Коляска, наверное, уже подъезжала к околице, когда я чуть ли не священнодействуя открыл шкатулку; у меня было ощущение, будто кто-то ласковой рукою погладил меня по лицу, когда я вдохнул пьянящий — столетней выдержки — аромат шалфея и мяты.

Меня охватило необычайное спокойствие, и я мягко расслабился в этом чувстве. Я совершенно отчетливо сознавал, что не желаю читать письма тетки Луйзи, всегда раздражающие какой-то бессмысленной высокопарностью и стремлением внести раздор в жизнь близких. Мне хотелось совсем иных впечатлений, и я ухватил другую пачку писем; от пожелтевших листков, казалось, исходил запах человеческой старости.
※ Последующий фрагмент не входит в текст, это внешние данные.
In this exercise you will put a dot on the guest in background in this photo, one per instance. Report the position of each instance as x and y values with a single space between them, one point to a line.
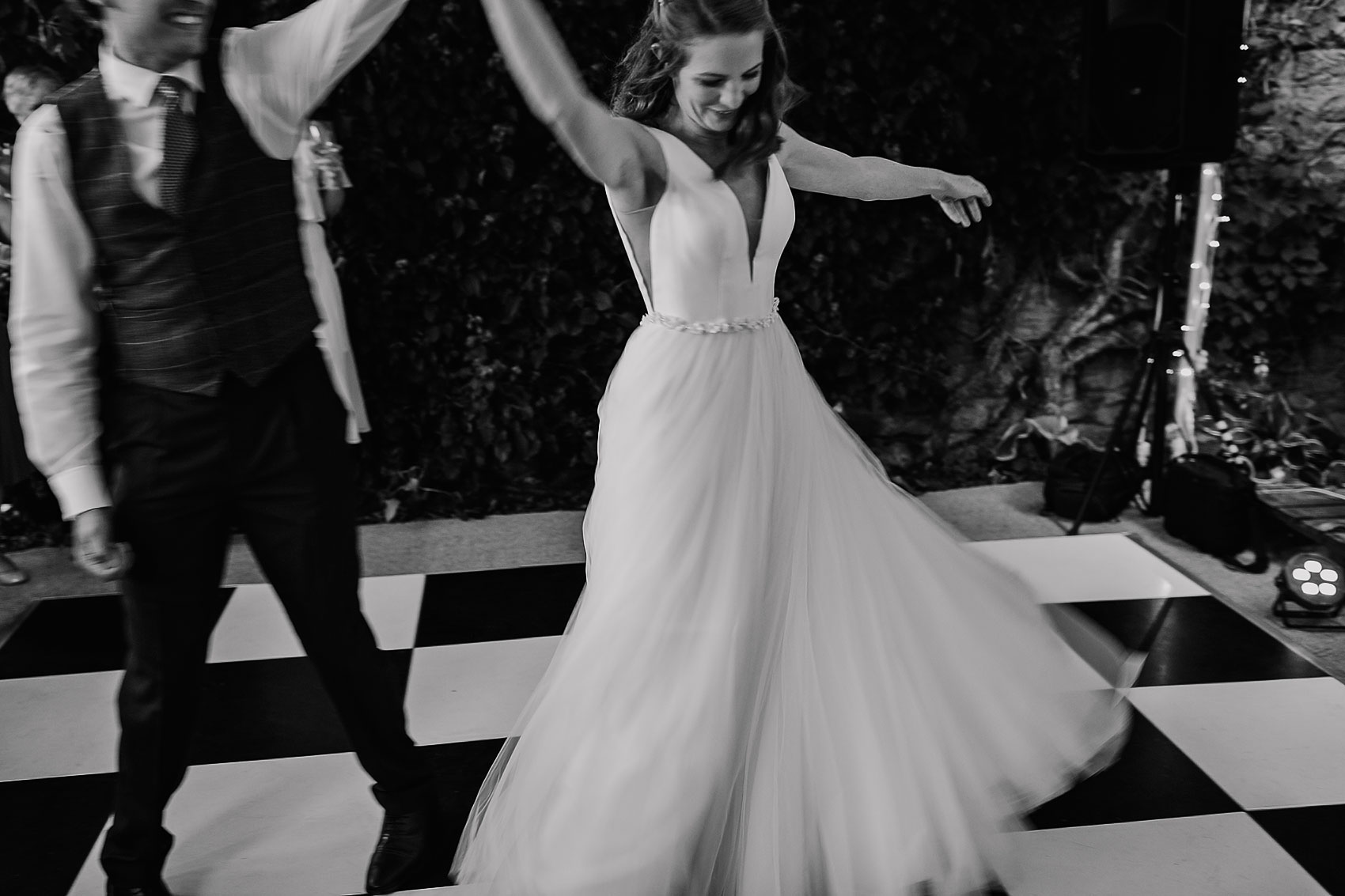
320 186
27 86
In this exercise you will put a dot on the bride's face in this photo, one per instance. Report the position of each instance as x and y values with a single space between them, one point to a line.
722 72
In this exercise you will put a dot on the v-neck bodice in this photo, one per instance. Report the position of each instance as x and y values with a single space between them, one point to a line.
699 268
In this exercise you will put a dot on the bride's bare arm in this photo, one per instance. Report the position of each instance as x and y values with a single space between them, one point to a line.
615 151
816 168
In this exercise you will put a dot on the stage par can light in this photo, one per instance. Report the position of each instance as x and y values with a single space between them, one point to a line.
1314 584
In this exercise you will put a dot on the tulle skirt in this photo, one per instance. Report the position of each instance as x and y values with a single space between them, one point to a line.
784 675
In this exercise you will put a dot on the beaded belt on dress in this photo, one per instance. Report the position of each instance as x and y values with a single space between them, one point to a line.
705 327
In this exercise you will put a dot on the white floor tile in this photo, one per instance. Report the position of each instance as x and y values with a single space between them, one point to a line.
58 725
255 625
296 826
1201 856
1079 568
1268 743
472 692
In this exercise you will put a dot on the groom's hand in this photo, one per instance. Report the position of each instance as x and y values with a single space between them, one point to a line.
94 550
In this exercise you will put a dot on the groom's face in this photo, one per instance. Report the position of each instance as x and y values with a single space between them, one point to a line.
157 34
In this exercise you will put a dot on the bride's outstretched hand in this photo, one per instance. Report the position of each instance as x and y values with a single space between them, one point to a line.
960 198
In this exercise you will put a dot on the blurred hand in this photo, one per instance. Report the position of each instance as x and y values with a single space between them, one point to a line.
960 198
93 549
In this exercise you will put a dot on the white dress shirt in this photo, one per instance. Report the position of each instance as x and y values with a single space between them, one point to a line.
275 76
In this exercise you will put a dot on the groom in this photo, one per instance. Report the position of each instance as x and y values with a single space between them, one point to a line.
171 388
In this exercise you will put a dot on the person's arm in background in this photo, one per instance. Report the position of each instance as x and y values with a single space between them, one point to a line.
54 337
6 202
276 74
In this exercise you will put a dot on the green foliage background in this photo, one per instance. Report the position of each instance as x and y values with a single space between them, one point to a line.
490 297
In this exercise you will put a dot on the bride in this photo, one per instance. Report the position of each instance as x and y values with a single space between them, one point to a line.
784 677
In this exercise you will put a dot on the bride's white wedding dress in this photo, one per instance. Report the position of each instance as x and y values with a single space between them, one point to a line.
784 675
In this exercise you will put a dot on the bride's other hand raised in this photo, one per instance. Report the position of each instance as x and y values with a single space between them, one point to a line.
960 198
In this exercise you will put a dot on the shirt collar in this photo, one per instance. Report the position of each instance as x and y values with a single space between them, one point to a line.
136 85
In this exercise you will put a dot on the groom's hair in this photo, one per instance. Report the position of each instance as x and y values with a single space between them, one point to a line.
643 85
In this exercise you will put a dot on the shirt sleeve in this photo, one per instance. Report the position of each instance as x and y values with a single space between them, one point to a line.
54 319
278 73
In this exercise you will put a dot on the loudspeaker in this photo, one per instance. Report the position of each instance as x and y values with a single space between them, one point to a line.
1161 81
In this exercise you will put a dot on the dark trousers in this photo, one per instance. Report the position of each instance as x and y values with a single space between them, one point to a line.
184 470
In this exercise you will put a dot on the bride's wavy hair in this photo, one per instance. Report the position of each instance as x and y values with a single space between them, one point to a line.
643 84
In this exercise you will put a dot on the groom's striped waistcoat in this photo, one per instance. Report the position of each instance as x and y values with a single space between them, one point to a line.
221 289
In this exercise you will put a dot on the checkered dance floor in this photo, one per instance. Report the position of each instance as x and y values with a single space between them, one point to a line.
1233 784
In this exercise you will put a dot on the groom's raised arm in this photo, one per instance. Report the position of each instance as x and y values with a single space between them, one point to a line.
278 73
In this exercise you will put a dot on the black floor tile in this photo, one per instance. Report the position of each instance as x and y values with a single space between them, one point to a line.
1312 834
498 604
1200 641
47 828
272 709
1150 779
73 635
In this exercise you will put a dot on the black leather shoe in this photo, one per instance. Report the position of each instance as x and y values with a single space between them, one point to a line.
152 890
403 848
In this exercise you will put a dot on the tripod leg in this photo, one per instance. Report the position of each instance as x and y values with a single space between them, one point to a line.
1114 439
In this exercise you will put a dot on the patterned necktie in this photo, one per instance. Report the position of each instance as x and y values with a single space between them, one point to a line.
179 146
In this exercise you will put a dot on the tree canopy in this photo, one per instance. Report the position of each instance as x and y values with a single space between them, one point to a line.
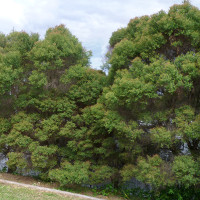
75 125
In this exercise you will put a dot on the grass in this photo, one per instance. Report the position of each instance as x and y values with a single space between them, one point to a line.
10 192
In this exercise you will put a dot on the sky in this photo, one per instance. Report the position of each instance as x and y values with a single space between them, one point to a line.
91 21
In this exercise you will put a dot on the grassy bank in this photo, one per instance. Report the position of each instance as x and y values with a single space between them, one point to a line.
10 192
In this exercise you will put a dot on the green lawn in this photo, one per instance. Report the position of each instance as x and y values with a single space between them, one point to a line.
10 192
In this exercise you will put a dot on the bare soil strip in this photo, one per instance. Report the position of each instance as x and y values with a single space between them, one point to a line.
48 189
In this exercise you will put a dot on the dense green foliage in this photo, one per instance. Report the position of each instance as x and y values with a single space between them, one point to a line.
76 125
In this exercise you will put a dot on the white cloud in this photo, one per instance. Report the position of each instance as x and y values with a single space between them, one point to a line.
92 21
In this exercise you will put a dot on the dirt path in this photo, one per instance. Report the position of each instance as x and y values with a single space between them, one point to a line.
47 189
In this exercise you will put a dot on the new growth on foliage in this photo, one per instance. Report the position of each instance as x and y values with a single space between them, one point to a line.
75 125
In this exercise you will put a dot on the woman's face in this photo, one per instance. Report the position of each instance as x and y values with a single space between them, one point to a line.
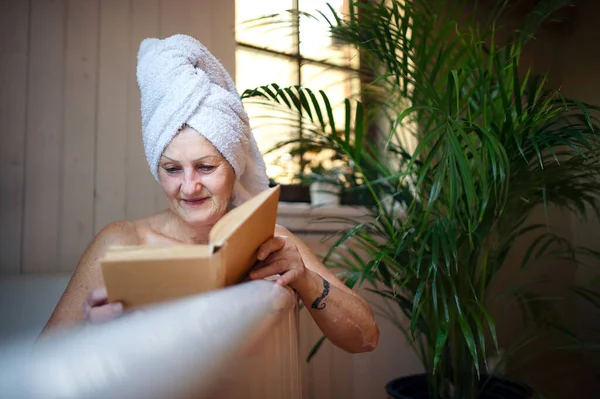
196 178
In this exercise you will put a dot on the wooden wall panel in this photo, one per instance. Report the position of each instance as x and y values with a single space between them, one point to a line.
44 135
142 189
77 202
14 32
198 21
111 140
223 22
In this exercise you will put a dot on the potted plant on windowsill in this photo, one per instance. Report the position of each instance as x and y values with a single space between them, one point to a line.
493 144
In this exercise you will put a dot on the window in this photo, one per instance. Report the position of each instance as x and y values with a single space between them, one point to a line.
290 49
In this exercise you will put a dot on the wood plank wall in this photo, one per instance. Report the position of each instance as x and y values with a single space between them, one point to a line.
70 132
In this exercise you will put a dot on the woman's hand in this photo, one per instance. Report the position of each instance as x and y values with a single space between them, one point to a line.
97 309
279 255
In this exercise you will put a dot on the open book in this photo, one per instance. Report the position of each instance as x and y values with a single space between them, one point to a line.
143 275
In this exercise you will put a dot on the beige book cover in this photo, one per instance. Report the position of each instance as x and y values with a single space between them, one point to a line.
141 275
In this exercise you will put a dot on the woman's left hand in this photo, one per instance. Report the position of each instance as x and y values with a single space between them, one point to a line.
279 255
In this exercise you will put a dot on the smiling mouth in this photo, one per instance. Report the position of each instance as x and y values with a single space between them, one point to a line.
197 201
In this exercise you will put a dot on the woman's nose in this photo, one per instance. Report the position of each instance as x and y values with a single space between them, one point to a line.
191 184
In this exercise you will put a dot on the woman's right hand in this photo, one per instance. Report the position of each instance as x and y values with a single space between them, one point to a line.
96 308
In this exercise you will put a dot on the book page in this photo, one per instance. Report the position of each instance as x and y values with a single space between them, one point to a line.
239 233
143 275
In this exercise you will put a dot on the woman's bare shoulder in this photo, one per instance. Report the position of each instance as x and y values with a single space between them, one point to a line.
129 232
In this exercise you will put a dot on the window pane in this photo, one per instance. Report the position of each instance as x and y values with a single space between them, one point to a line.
315 40
336 83
269 123
275 34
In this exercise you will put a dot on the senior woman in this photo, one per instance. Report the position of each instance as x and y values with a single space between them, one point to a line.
201 150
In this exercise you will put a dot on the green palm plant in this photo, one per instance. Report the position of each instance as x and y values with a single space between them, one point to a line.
493 144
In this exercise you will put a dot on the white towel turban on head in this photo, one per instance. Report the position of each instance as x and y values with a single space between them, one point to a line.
181 82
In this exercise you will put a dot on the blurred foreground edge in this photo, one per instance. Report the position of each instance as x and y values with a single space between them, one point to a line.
240 341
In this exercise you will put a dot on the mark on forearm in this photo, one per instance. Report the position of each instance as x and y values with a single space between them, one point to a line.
317 303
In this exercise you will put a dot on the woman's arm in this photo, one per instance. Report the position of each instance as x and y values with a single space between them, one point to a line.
342 315
85 286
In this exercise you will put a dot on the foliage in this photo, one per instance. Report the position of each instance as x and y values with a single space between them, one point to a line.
493 143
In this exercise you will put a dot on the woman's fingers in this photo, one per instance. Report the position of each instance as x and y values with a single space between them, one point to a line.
289 277
105 312
269 270
96 307
271 245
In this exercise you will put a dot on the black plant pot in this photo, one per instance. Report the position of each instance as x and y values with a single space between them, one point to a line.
415 387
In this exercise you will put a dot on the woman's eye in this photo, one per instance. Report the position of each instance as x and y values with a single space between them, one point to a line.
206 168
172 169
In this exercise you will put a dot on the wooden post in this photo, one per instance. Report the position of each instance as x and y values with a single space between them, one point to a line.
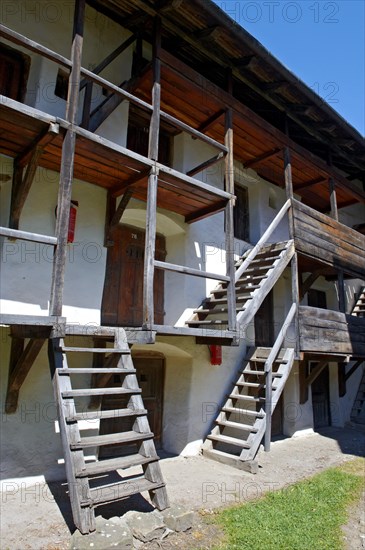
150 243
294 260
340 276
67 164
229 228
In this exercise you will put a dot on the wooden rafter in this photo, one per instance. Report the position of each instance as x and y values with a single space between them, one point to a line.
260 158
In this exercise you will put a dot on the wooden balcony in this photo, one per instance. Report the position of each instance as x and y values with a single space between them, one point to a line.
329 242
323 331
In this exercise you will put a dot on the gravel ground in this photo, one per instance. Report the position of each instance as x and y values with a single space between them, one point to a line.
39 517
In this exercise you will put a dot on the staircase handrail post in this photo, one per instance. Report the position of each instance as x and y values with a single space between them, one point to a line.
268 374
256 249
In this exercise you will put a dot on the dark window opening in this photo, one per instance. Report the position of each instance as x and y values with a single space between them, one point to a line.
317 298
14 71
241 219
61 87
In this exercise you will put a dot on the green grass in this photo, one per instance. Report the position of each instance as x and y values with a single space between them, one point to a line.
307 515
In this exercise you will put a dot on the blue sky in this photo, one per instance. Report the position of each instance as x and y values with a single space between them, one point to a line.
322 42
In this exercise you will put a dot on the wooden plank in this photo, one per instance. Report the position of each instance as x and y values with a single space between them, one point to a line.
27 236
190 271
67 164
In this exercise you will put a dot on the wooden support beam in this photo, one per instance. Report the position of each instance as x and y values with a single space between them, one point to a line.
309 183
110 58
260 158
206 164
20 370
22 187
42 141
308 283
117 191
229 225
67 163
210 121
316 372
353 369
121 208
151 209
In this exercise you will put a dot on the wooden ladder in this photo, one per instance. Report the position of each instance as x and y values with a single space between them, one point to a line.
251 288
90 483
241 423
359 307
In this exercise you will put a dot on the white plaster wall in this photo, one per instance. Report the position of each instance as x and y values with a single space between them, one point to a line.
26 268
50 24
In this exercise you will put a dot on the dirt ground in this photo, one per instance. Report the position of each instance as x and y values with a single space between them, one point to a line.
39 517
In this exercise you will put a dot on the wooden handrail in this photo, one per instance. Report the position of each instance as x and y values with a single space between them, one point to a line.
256 249
268 370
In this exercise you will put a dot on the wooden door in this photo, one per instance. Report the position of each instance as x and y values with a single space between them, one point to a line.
321 399
150 376
122 303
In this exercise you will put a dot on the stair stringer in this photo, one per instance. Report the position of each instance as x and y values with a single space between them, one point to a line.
259 295
83 496
278 387
251 445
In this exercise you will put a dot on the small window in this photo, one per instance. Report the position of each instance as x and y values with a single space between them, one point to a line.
241 219
62 84
317 298
14 70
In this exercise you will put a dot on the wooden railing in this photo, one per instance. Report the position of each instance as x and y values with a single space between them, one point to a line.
328 240
331 332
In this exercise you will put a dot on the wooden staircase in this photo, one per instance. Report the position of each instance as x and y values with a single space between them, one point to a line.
252 287
358 409
241 423
359 307
99 482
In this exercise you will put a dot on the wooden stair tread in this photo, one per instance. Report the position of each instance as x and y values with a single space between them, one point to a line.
100 391
243 412
98 415
112 464
118 491
110 439
96 371
120 351
246 398
229 440
236 425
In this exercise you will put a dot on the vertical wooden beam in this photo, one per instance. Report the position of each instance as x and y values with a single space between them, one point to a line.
151 208
334 215
67 164
229 227
294 260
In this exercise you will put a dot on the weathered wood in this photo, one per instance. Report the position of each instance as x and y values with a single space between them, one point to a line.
109 58
316 372
264 156
67 164
244 317
27 236
190 271
74 460
308 283
206 164
325 331
354 367
256 249
19 372
22 189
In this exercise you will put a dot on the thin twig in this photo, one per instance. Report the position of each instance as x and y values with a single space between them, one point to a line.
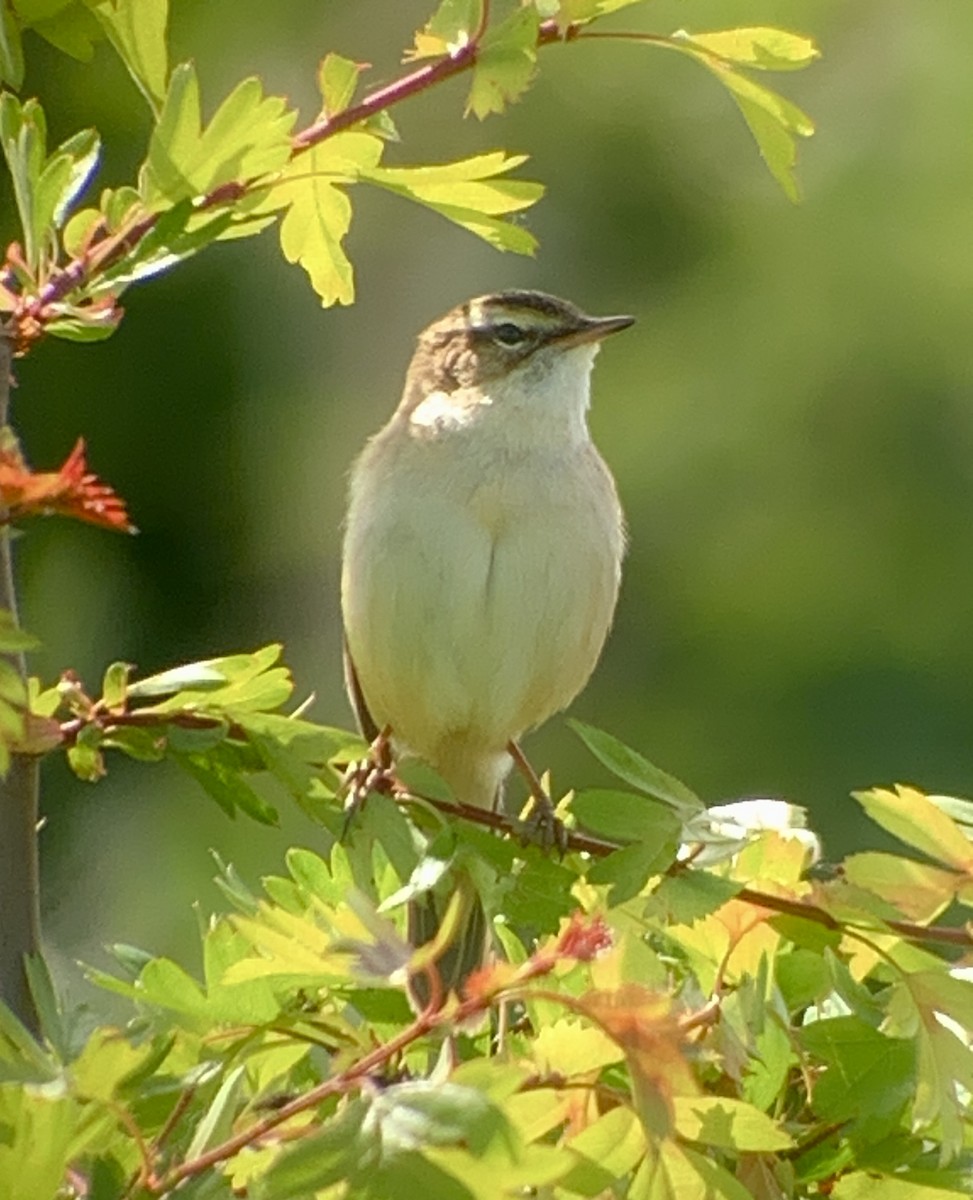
35 311
19 881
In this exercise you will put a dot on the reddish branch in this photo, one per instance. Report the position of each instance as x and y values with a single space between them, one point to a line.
581 940
34 312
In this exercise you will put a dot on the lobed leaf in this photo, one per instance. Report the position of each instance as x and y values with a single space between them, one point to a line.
760 47
913 819
470 193
137 31
450 28
636 771
11 51
506 59
247 138
319 213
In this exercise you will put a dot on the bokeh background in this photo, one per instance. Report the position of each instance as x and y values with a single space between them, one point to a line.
791 421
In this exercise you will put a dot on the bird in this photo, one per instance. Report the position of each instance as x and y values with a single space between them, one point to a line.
482 550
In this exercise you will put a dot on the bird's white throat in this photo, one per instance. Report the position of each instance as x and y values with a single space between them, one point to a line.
547 399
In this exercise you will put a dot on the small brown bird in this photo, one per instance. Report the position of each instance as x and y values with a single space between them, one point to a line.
484 540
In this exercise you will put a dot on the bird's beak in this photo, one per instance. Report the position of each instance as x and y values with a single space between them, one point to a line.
594 329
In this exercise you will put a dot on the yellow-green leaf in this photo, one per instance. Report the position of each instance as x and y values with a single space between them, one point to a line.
505 63
910 816
11 52
319 213
450 27
469 193
761 47
137 30
337 79
773 120
727 1123
247 137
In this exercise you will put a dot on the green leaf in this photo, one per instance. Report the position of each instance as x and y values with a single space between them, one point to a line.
11 51
166 984
437 1114
919 891
44 189
505 63
625 817
23 133
68 27
450 28
248 682
12 637
684 898
85 757
37 1123
137 30
760 47
319 213
469 193
140 744
774 123
78 229
248 137
636 771
606 1151
217 1121
221 778
115 684
319 1161
676 1173
337 81
48 1006
910 816
727 1123
868 1075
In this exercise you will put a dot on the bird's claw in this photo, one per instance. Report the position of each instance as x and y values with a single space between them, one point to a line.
373 773
540 826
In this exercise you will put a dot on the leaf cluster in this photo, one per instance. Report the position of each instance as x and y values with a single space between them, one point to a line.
246 168
685 1005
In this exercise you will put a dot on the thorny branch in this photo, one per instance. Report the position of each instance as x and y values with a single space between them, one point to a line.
34 311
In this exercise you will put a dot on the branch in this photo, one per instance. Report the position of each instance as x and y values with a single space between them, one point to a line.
946 935
19 882
34 311
578 941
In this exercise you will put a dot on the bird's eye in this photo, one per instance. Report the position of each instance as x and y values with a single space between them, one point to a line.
508 334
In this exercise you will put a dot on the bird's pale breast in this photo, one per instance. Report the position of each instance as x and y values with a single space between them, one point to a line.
478 607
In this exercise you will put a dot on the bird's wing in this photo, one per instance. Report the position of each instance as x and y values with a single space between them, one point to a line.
366 723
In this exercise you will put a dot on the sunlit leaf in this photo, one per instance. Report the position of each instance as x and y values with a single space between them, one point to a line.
248 137
869 1075
11 51
337 81
636 771
910 816
505 64
727 1123
762 47
137 30
470 193
72 491
450 28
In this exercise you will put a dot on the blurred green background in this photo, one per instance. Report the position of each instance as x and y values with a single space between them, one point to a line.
791 421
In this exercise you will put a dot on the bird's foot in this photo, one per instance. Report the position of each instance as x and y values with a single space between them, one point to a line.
539 822
373 773
540 826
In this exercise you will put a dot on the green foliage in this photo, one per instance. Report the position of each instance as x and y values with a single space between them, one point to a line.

Его благородию господину магистру

Габору Боттяну

Любезный друг мой, письмо твое касательно Йошки Шюле получил и на неделю к вам в Боронку его отпускаю, но токмо под твою ответственность. Хотя не думаю, чтобы он сам по доброй воле не вернулся обратно в срок. Должна же у человека совесть быть, ведь у меня тоже в субботу на будущей неделе сбор винограда начинается, и уж дня три продлится. Как я прослышал в суде, Йошка — ежели даже и не самолично того свинопаса порешил, — то сильно в этом деле замешан и с годик еще поживет на казенных харчах. Ну да и поделом ему.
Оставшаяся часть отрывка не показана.